Foto: Elvis Palma/Agora Laguna

Moradores do entorno da praça Renascença (antiga Lions Internacional), no Mar Grosso, entregaram na última sexta-feira, 1º, abaixo-assinado à Promotoria do Ministério Público estadual (MP-SC) em Laguna contra a instalação de trailers de venda de alimentação (food-trucks) no espaço, como ocorreu em temporadas anteriores em outras praças do bairro.

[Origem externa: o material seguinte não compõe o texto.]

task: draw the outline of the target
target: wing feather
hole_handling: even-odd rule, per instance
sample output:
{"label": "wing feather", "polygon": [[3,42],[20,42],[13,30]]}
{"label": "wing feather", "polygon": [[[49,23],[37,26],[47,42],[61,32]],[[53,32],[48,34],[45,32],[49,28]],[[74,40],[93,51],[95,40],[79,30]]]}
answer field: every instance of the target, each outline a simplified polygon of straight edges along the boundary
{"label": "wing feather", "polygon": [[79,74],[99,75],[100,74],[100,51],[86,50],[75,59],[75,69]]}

A mobilização acontece dias após a prefeitura municipal ter anunciado a intenção de dedicar o local exclusivamente para esse tipo de comércio.

Os residentes pedem que ao invés do food park proposto pela administração pública, seja feito na praça a urbanização prevista no projeto original de sua criação, em 1955, e que vem sendo realizada de maneira voluntária pelos próprios moradores, com plantio de mudas de árvores no espaço.

“Aqui em Laguna, as coisas são impostas goela abaixo, sem prévia consulta aos contribuintes, principalmente, aos moradores do Mar Grosso que pagam seus impostos, e, que são responsáveis por um terço da arrecadação fazendária do município. E beneficiam paraquedistas que pousam aqui uma vez por ano, que não acrescentam em nada na arrecadação tributária do município”, lamenta o morador Eduardo Duarte.

O abaixo-assinado é uma resposta à implantação de food-trucks, que atrapalharam, segundo eles, o tráfego das ruas do entorno do local. “[Ali] não tem condições urbanísticas, ambientais, sanitárias e de acessibilidade”, afirma o engenheiro André Labanowski, um dos moradores. “Em apenas duas horas no final da tarde do dia 31 foram 48 assinaturas, porquê a audiência com a promotora seria no dia seguinte. Se houvesse mais uns três dias chegariam a 200 tranquilamente”, diz.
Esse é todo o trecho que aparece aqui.